I collected some rsem isoforms.results files and created a data frame with the transcript ID, the isoform percentage, and an experimental condition (mutant or wildtype)
> head(one.var, n=8)
transcript_id IsoPct GENO.COHORT
3246628 ENSMUST00000000028 62.32 MUTANT
3381904 ENSMUST00000000028 61.87 MUTANT
3517180 ENSMUST00000000028 46.42 WILDTYPE
3652456 ENSMUST00000000028 53.99 WILDTYPE
3787732 ENSMUST00000000028 77.04 MUTANT
3923008 ENSMUST00000000028 37.67 MUTANT
4058284 ENSMUST00000000028 88.63 WILDTYPE
4193560 ENSMUST00000000028 69.87 WILDTYPE
> dput(head(one.var, n=8))
structure(list(transcript_id = c("ENSMUST00000000028", "ENSMUST00000000028",
"ENSMUST00000000028", "ENSMUST00000000028", "ENSMUST00000000028",
"ENSMUST00000000028", "ENSMUST00000000028", "ENSMUST00000000028"

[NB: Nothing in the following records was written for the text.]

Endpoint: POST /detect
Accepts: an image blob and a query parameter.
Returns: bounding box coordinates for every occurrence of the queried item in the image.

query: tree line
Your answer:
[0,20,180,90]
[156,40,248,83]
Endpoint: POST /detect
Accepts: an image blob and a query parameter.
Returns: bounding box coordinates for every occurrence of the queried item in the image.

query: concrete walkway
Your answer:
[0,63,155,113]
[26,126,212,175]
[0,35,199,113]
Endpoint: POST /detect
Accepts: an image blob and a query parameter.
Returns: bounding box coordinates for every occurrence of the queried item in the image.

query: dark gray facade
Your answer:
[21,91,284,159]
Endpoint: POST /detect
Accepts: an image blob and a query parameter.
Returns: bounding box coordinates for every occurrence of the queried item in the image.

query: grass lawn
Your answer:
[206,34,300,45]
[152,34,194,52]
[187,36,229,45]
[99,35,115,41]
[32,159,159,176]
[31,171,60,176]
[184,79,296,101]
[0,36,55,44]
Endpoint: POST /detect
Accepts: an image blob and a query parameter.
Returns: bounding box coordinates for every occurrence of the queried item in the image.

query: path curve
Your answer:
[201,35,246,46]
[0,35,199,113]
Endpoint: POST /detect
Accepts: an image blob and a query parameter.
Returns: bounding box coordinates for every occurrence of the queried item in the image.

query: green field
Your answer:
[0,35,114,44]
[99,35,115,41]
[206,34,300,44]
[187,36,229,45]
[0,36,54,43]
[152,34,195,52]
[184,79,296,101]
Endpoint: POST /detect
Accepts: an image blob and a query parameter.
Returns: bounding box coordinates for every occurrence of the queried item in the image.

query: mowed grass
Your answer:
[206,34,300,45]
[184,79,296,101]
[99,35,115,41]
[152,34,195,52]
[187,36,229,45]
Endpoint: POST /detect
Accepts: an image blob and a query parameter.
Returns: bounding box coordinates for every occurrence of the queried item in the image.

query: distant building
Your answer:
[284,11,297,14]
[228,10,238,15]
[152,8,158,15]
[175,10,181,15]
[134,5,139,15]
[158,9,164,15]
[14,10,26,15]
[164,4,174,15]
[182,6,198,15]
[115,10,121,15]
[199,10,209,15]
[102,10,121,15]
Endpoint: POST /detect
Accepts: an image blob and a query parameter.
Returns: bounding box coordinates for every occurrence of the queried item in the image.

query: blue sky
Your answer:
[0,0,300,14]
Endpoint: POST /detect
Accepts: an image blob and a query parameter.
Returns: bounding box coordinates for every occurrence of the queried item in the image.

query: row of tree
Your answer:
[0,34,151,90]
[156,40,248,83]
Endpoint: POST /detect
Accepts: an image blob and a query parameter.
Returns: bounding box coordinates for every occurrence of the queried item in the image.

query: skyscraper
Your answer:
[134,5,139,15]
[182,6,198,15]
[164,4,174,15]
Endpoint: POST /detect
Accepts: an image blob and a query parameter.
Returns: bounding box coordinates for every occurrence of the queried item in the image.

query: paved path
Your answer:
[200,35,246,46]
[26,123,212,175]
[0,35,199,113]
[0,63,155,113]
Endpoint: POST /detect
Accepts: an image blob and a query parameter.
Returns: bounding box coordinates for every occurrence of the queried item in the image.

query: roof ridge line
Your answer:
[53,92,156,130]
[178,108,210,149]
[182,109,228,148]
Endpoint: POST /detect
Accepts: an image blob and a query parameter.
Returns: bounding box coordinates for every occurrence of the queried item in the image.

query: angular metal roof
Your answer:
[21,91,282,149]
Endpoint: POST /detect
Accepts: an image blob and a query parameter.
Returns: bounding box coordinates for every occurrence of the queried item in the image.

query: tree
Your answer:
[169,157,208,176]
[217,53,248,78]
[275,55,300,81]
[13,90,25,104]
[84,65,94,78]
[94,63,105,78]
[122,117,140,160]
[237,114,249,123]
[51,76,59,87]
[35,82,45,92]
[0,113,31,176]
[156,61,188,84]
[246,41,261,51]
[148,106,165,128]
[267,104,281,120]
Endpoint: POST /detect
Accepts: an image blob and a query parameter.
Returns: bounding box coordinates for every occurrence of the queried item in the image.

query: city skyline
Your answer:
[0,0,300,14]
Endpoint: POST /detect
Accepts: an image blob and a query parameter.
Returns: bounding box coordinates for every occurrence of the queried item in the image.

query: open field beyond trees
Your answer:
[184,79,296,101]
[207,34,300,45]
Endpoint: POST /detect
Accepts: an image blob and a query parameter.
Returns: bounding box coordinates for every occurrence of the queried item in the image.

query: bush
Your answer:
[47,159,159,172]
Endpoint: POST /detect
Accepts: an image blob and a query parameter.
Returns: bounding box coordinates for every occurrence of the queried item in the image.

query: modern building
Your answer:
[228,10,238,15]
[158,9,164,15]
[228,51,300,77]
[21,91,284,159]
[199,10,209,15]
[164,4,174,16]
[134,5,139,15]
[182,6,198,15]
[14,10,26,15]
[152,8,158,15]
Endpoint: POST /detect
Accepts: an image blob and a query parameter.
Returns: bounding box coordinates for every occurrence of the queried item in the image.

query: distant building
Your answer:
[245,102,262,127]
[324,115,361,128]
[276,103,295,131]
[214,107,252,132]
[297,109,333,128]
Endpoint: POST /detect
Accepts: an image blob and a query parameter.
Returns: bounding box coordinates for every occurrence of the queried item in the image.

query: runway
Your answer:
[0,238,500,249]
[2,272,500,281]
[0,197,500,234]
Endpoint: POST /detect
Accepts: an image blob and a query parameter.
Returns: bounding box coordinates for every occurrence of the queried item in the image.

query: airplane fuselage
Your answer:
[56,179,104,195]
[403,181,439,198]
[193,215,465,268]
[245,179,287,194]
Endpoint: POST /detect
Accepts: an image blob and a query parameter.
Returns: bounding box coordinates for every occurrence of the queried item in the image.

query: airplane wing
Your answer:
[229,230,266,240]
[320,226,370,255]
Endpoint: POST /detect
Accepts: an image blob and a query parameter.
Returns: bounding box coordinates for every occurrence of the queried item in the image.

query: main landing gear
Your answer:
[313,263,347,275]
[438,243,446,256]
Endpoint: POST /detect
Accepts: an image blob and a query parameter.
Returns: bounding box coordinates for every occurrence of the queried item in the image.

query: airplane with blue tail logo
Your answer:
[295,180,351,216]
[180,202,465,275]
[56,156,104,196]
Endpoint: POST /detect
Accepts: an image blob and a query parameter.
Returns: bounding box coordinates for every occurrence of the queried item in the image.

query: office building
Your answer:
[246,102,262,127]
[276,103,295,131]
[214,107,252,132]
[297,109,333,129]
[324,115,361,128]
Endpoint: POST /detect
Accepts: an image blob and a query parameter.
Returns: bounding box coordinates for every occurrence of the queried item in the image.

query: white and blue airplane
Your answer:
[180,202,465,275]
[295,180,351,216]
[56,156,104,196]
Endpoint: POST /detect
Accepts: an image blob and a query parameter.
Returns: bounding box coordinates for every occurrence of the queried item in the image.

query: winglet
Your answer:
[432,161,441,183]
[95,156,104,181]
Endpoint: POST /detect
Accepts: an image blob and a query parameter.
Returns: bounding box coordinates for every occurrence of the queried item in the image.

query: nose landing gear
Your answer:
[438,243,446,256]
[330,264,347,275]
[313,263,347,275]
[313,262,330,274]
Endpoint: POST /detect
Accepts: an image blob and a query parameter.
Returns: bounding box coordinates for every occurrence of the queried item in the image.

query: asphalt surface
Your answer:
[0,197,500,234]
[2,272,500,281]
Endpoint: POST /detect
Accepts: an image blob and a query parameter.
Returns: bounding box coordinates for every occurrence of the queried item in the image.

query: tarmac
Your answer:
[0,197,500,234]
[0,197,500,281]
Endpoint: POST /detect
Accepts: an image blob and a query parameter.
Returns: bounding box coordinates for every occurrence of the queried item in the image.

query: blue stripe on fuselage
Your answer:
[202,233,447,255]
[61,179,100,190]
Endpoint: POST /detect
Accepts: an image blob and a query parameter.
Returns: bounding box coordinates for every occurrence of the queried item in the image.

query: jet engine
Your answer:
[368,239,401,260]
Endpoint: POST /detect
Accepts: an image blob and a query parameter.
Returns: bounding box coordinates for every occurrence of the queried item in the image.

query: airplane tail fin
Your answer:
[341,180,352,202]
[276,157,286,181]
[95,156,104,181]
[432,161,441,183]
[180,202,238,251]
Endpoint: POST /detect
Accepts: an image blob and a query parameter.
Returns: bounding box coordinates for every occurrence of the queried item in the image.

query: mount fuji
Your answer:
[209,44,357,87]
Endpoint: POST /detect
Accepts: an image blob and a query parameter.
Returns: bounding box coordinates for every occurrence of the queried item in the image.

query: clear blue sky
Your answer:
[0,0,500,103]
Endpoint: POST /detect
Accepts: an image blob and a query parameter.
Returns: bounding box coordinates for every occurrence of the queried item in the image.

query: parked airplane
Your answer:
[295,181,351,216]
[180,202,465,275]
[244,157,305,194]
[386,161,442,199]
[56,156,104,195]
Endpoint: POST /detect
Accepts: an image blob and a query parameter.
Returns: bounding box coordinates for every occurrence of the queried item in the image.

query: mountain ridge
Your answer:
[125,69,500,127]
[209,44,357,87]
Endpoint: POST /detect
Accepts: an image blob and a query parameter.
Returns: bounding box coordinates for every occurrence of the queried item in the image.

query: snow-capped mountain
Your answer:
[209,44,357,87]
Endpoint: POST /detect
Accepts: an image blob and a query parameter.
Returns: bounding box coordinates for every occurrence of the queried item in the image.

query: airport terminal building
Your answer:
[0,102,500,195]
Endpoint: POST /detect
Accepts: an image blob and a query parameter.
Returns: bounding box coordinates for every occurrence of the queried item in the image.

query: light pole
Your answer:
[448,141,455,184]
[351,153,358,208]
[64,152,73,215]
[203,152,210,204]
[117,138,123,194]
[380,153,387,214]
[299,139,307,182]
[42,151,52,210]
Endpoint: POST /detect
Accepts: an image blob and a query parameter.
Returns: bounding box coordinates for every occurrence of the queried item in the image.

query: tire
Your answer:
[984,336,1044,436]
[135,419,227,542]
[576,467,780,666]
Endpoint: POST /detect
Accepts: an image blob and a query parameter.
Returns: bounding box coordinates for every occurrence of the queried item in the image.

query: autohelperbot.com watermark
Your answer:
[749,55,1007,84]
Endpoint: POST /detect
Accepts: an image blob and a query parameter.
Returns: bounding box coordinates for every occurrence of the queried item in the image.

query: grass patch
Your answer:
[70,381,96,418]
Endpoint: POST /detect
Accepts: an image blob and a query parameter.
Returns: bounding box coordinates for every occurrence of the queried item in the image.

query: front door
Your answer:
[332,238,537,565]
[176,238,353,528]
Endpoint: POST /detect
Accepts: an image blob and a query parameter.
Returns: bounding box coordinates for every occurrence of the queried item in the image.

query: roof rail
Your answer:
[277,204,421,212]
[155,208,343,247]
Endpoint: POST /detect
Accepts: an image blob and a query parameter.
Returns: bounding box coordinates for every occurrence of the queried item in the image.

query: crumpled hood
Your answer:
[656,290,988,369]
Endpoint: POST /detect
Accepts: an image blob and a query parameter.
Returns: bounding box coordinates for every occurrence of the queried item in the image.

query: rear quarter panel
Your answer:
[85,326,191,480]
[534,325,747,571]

), IsoPct = c(62.32, 61.87, 46.42, 53.99, 77.04, 37.67, 88.63,
69.87), GENO.COHORT = c("MUTANT", "MUTANT", "WILDTYPE", "WILDTYPE",
"MUTANT", "MUTANT", "WILDTYPE", "WILDTYPE")), row.names = c(3246628L,
3381904L, 3517180L, 3652456L, 3787732L, 3923008L, 4058284L, 4193560L
), class = "data.frame")
Now I'd like to see what genes have altered transcript proportions in the mutant condition. So I thought I'd start by looking for changes in the percent abundance for individual transcripts, and then merge the gene infraction back in afterwards.
transcript.list <- sort(unique(as.character(one.var$transcript_id)))
last.transcript <- tail(transcript.list, n = 1)
test.res.frame <-
lapply(transcript.list, function(one.transcript) {
temp <- one.var[one.var$transcript_id == one.transcript ,]
print(paste0(one.transcript, " ", last.transcript))
if (length(unique(temp$IsoPct)) > 1) {
test.res <- wilcox.test(IsoPct ~ GENO.COHORT, temp)
return(list(transcript_id = one.transcript, p.value = test.res$p.value))
} else {
return(list(transcript_id = one.transcript, p.value = NA))
}
})
test.res.frame <- do.call(rbind.data.frame, test.res.frame)
test.res.frame$p.adj <- p.adjust(test.res.frame$p.value)
I think this is going to take ~ 40 minutes to loop through 135k transcripts on a single core, and I have other datsets that I want to process in a similar fashion.
Is there some existing base R or Bioconductor function that can do a two-way test like this on all transcripts in bulk? Should I just use something like mclapply?
So far I have only tried RATS, but it's clearly more sophisticated than anything I could have thrown together. It's also faster than what I described above, but it still takes several minutes on a modern Windows laptop. I haven't looked into multi-threading for tximport or RATS yet. I also need to do more reading about the consequences of different kinds of normalization during tximport.
I found browseVignettes("rats") to be the best way to study RATS
I'm looking forward to trying isoformSwitchAnalyzeR since it offers Functional Consequences analysis.